Как-то, часов в семь утра, когда я лежал еще в постели, вошел ко мне Абрам Петрович. Он был бледен, как полотно. Вошел он не прежней степенной поступью, а торопливо, испуганно…

— Ведь сват-то повесился! — проговорил он.

Я даже в ужас пришел.

— Как так? — спросил я.

— Спьяну, должно… пил все… На раките и повесился. Вишь, и теперь еще висит… Станового ждут…

И он рассказал мне подробности, предшествовавшие катастрофе, умолчав, конечно, про сцену с иконами, о которой я узнал после.

Немного погодя на дрожках же Абрама Петровича и вместе с ним я подъезжал к Дергачам. Еще издали увидали мы толпу народа, теснившуюся перед избой Суетного. Тут были и дергачевцы, в крестьяне соседних деревень, и бабы, и девки, и ребята. Но когда мы подъехали ближе, меня поразила более всего беспорядочная толпа каких-то переселенцев, громадным обозом остановившаяся на дороге, пролегавшей как раз мимо злополучной ракиты. Как-то особенно подавляюще смотрела эта молчаливая толпа и подавляла именно этим молчанием. Кибитки, телеги, набитые кадушками, котелками, тряпками, горшками, ребятами, голодные собаки, исхудалые клячи… все это покрыто грязью и пылью… Голодные лица, впалые щеки, выкатившиеся глаза… Весь этот люд в каких-то странных кичках, балахонах, оборванный, обдерганный, босой, изъеденный комарами, исцарапанный, стоял и смотрел на висевшего мужика… Смотрел и молчал… Это могильное, немое молчание было хуже всего… Хоть бы вздохнул кто-нибудь, хоть бы руками развел, хоть бы слезу проронил… Точно все окаменели от совершившегося воочию ужаса… И точно, ужас был великий… Николай висел вытянутый, синий, руки и ноги как плети, с упавшей на грудь головой, со спустившимися на лицо волосами… А толпа смотрела и молчала! Как раз под ногами Суетного чашка… Несколько грошей, пятаков и трешников лежало на дне этой чашки, кто-то кусочек холста бросил…

Вдруг шум… Я оглянулся и увидел жигулевского барина.

— Где, где? Что такое! — кричал он. — Эй, ты, пропусти… урядников, сотник… поди сюда…

Но, увидав Суетного, остановился и задумался.

— Повесился! — проговорил он…

— Так точно, ваше высокоблагородие, — доложил урядник, сделав под козырек.

— Когда?

— Должно, ночью-с… Сноха вышла овец выгонять, а уж он… того…
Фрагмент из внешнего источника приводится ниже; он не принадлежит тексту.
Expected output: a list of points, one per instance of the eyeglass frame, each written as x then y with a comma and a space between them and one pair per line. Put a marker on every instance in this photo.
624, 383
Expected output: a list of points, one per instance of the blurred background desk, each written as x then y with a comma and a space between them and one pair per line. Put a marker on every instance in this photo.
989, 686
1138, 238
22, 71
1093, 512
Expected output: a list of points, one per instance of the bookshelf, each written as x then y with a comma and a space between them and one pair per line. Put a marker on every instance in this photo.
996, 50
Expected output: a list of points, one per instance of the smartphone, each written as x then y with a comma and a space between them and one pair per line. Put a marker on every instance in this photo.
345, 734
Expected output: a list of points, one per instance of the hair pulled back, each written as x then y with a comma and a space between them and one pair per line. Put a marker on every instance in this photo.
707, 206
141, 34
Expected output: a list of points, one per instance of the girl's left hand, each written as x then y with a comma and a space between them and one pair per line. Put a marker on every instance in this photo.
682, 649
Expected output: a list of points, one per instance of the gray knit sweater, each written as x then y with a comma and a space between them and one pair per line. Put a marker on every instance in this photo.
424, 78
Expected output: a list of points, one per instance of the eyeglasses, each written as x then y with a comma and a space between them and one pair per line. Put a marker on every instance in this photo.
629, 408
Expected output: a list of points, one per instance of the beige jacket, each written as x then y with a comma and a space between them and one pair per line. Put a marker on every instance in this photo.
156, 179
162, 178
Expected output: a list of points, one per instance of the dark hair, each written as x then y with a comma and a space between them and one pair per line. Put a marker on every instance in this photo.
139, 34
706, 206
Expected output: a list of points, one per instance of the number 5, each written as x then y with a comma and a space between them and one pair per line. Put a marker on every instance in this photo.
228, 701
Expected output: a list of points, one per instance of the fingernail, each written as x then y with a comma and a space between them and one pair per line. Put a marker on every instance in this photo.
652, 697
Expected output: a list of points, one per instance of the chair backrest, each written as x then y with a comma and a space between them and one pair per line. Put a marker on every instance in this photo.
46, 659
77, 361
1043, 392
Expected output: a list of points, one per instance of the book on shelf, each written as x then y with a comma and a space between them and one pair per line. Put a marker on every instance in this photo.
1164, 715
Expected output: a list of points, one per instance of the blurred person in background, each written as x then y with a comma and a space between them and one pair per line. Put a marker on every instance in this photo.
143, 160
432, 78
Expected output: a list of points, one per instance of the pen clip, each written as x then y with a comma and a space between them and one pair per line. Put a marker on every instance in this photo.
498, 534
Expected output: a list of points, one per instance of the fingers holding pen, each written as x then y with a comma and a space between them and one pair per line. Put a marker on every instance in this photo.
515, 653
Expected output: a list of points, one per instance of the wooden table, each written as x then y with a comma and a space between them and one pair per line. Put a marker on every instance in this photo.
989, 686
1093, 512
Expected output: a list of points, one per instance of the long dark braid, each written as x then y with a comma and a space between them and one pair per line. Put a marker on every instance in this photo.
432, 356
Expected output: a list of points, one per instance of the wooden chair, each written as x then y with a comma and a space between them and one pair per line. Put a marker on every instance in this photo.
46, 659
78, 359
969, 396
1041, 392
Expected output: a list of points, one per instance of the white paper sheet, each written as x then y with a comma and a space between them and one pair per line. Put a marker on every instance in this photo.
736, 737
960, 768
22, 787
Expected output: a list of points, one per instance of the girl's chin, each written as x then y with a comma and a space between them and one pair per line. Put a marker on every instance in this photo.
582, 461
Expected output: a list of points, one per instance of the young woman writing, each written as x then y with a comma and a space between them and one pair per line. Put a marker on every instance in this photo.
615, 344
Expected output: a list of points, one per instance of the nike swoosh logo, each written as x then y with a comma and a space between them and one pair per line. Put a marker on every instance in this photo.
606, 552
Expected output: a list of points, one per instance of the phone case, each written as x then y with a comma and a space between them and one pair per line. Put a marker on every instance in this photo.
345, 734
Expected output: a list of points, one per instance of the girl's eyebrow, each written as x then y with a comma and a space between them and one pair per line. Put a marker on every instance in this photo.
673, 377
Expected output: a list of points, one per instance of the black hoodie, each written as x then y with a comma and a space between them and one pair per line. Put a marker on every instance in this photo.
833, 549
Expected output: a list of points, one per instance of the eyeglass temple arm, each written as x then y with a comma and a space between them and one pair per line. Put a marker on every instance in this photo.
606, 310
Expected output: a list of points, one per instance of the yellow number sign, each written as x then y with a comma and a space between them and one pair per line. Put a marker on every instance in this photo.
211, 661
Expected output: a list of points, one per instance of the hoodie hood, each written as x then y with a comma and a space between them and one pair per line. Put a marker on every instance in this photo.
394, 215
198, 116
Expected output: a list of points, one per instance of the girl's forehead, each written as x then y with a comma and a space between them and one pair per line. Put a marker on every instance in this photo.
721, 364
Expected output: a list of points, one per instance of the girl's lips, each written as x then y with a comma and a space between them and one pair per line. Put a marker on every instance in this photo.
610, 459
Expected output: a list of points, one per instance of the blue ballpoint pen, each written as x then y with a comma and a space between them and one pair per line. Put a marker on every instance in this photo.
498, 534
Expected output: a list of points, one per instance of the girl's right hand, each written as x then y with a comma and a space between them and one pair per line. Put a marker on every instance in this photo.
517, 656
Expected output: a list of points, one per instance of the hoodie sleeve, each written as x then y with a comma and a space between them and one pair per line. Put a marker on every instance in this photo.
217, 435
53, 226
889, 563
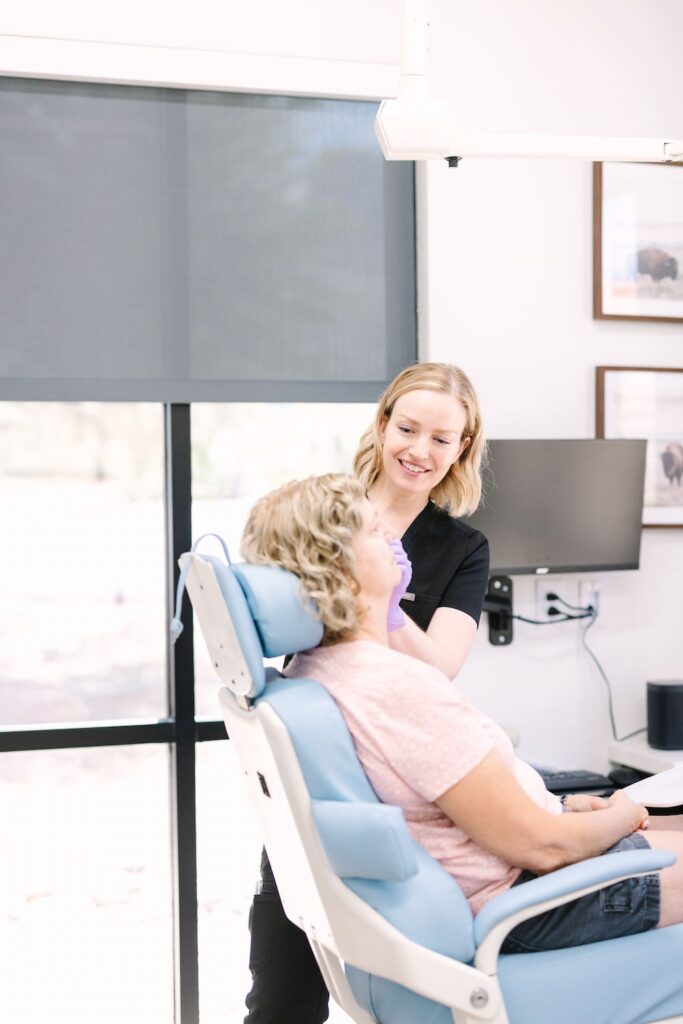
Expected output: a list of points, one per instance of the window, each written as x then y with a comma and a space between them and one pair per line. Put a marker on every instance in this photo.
252, 257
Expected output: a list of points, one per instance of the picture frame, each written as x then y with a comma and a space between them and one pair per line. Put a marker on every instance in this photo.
638, 242
647, 401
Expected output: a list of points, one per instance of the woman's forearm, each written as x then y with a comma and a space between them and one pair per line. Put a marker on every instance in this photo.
491, 807
577, 837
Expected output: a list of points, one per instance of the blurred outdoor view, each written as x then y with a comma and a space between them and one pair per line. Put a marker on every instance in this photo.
85, 897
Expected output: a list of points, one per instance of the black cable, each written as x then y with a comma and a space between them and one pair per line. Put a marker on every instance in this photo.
558, 616
603, 675
574, 607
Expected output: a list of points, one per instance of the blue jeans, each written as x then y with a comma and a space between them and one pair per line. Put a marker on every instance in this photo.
622, 908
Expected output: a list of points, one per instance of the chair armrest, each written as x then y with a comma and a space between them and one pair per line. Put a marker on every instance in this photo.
503, 912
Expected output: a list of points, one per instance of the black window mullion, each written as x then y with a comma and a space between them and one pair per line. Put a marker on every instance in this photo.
181, 698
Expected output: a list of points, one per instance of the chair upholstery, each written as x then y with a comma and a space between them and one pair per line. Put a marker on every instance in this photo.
366, 892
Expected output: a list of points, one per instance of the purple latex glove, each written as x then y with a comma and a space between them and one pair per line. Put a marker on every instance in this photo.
396, 617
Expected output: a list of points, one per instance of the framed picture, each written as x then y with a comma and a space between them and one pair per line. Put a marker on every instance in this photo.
638, 242
647, 401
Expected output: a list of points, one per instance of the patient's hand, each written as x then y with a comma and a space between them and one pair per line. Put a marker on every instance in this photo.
585, 802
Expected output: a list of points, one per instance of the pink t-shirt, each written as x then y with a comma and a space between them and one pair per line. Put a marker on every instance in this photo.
416, 736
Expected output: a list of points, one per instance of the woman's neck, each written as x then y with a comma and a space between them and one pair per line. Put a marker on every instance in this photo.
372, 621
395, 507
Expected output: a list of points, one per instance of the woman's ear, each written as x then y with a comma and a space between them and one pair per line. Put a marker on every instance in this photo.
465, 443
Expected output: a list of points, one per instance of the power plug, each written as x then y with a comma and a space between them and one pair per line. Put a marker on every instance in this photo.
589, 595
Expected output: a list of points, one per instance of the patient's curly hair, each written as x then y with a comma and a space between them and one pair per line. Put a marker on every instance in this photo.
308, 526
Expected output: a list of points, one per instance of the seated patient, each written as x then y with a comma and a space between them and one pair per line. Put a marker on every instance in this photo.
481, 812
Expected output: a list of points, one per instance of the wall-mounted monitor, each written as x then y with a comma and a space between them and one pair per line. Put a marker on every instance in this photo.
562, 506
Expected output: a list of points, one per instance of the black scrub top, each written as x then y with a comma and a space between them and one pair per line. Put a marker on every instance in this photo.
450, 566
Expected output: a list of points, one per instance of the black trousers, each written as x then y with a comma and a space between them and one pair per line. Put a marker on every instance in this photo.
287, 984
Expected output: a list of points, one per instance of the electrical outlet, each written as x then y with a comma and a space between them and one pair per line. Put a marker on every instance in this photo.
543, 588
589, 594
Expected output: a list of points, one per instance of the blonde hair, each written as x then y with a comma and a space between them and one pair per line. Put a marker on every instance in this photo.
460, 491
308, 526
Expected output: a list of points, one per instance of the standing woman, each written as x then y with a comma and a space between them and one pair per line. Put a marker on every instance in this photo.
420, 462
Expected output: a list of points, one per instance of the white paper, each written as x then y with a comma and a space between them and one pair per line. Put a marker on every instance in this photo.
664, 790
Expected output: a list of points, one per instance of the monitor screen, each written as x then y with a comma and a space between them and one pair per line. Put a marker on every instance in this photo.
562, 506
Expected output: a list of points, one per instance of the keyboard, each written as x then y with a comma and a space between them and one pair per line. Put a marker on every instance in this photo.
567, 780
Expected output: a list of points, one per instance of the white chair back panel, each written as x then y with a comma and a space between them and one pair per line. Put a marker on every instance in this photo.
216, 626
283, 825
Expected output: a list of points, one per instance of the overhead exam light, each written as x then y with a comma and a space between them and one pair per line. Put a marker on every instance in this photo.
417, 126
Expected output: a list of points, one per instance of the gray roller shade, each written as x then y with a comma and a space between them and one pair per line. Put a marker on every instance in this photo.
181, 246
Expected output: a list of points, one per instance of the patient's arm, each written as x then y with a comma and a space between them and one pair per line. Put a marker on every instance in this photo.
492, 808
445, 644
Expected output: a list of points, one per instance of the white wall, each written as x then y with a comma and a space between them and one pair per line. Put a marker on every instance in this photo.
505, 252
507, 293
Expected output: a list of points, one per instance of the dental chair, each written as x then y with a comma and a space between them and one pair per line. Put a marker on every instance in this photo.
392, 933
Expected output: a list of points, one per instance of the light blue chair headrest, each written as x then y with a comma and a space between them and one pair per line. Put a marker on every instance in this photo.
268, 611
285, 619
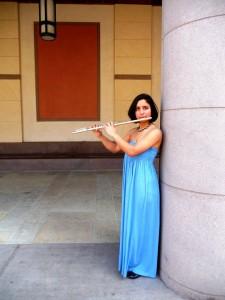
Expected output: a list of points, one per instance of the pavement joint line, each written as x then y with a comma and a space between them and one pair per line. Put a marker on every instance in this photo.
13, 254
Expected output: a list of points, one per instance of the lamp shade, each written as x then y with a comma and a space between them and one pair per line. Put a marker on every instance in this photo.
47, 19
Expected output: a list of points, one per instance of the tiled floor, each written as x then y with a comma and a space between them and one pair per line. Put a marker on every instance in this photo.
59, 207
59, 236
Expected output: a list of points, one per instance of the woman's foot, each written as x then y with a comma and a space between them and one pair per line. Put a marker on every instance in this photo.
132, 275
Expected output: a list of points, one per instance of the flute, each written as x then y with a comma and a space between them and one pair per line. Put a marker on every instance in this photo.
84, 129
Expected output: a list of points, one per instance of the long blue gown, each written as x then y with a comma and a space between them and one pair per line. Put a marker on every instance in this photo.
139, 232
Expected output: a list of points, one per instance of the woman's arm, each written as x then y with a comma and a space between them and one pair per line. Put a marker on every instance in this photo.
148, 141
112, 146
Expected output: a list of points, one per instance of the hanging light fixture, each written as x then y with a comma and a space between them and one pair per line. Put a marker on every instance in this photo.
47, 19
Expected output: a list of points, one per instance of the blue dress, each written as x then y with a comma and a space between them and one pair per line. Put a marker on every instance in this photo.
139, 232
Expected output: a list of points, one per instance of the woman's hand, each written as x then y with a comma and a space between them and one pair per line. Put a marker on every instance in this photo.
110, 129
97, 132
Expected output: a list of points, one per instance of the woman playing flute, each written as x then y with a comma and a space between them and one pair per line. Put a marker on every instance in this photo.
139, 232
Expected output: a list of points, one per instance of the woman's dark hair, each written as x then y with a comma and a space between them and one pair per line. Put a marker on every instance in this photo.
149, 100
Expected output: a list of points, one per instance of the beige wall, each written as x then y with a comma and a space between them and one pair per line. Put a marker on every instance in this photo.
10, 99
130, 46
137, 44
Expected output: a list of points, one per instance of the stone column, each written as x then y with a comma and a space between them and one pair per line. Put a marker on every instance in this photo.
192, 255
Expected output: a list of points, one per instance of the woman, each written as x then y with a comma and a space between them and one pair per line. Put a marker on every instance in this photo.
139, 231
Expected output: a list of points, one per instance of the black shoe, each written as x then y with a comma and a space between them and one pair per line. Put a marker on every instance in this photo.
132, 275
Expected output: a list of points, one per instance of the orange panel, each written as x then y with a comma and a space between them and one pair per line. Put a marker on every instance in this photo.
67, 73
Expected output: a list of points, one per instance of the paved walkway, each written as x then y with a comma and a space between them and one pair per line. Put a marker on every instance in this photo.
59, 239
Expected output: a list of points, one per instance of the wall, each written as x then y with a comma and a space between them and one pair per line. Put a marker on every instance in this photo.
10, 98
130, 47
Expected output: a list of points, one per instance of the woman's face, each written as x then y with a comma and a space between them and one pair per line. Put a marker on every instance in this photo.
143, 109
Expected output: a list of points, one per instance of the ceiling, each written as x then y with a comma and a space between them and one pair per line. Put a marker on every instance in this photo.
142, 2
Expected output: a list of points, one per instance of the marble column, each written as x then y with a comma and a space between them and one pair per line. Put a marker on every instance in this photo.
192, 250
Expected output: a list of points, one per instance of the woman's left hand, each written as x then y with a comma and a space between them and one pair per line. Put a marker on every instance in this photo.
110, 129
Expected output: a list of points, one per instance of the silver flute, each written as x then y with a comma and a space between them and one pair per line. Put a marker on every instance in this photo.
84, 129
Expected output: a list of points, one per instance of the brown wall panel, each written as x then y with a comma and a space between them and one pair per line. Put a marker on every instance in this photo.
67, 73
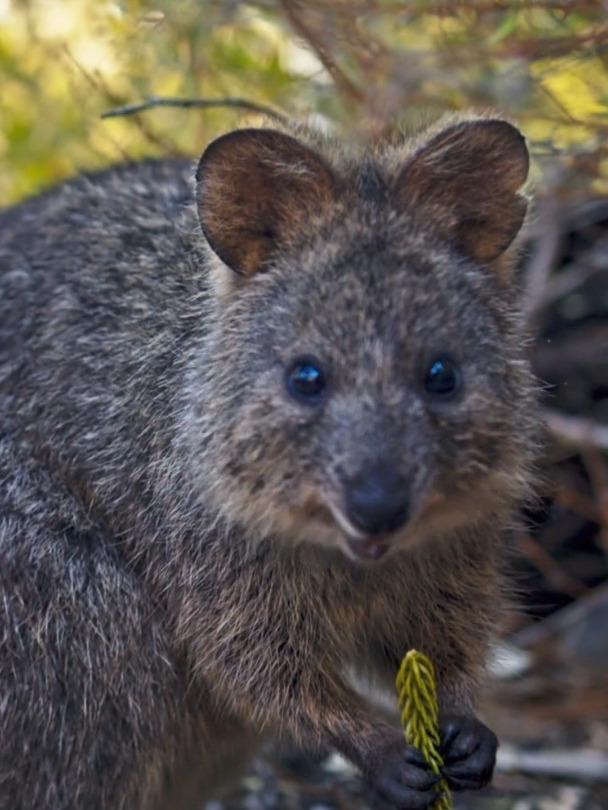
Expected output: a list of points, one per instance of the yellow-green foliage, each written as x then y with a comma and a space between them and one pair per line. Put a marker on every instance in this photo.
417, 698
358, 63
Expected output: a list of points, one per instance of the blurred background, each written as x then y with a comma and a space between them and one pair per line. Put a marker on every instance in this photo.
85, 83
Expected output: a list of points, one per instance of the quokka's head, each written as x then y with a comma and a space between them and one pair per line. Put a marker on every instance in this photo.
365, 386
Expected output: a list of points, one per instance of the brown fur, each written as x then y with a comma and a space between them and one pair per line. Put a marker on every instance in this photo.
177, 567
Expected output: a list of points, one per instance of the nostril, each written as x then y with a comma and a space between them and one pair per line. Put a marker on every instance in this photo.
377, 501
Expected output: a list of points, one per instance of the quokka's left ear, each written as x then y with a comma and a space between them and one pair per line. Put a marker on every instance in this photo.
465, 184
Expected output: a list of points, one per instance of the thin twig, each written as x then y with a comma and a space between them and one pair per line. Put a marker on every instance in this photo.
185, 103
577, 431
293, 11
571, 764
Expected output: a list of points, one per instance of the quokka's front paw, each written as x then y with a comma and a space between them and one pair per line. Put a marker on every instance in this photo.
400, 779
468, 749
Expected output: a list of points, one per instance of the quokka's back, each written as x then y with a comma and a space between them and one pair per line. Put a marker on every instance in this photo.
260, 424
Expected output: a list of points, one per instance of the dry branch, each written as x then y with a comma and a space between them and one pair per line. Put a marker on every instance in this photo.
186, 103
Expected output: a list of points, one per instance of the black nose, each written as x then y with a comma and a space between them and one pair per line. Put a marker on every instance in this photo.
377, 501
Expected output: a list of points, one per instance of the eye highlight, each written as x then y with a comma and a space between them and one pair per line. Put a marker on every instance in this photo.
305, 380
443, 378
И урядник, наклонив голову и высунув язык, изобразил из себя повесившегося человека.

— Спьяну?

— Так точно-с… пил сильно-с…

Жигулевский барин опять задумался… Но немного погодя пошарил в кармане, вынул пятишницу, бросил ее в чашку, вздохнул, преклонил одно колено и, сделав три крошечных крестных знамения, встал и направился было к тарантасу, но, увидав молчавшую толпу переселенцев, вдруг опять зашумел:

— Вы что… откуда… куда… На вольные земли, что ли, а?

Но оборванная толпа молчала и глаз не сводила с повесившегося крестьянина.

— Куда, мол? — кричал барин. — Вас спрашивают, что вы, онемели, что ли, дьяволы?

— Далече! — отозвался кто-то.

— Далече! — передразнил их барин. — На медовую реку с кисельными берегами… так, что ли? а?

Но толпа его не слушала. Видно, эти дети природы только и искали вдохновения в объятиях этой матери своей. Подлетел жигулевский барин и ко мне.

— Вот-с, вот-с, — шумел он, указывая на переселенцев. — Зачем, почему, для чего, а? Спросите… голодные, оборванные… И что же?

И, вдруг переменив тон, прибавил, тыкая себя пальцем в лоб:

— Нет-с, это верно-с… Это факт-с… Нет-с, не скоро еще выколотишь из него, из этого зипуна-то легенду о медовой реке с кисельными берегами. Не скоро-с, не скоро-с, не скоро-с…

И затем, впрыгнув в тарантас, крикнул кучеру: «Пошел», и шум бубенцов, экипажа и лошадей наполнил на некоторое время молчавшую окрестность.

После уже, спустя некоторое время, передавали мне, что будто Абрам Петрович о смерти свата своего отозвался следующим образом: «Молоканство, вишь, принять — грех, а повеситься — ничего!»

Вспомнил я «мушкетон турецкий» и пожалел, что «мушкетон» этот не уложил Суетного на каких-нибудь Микишкиных болотах.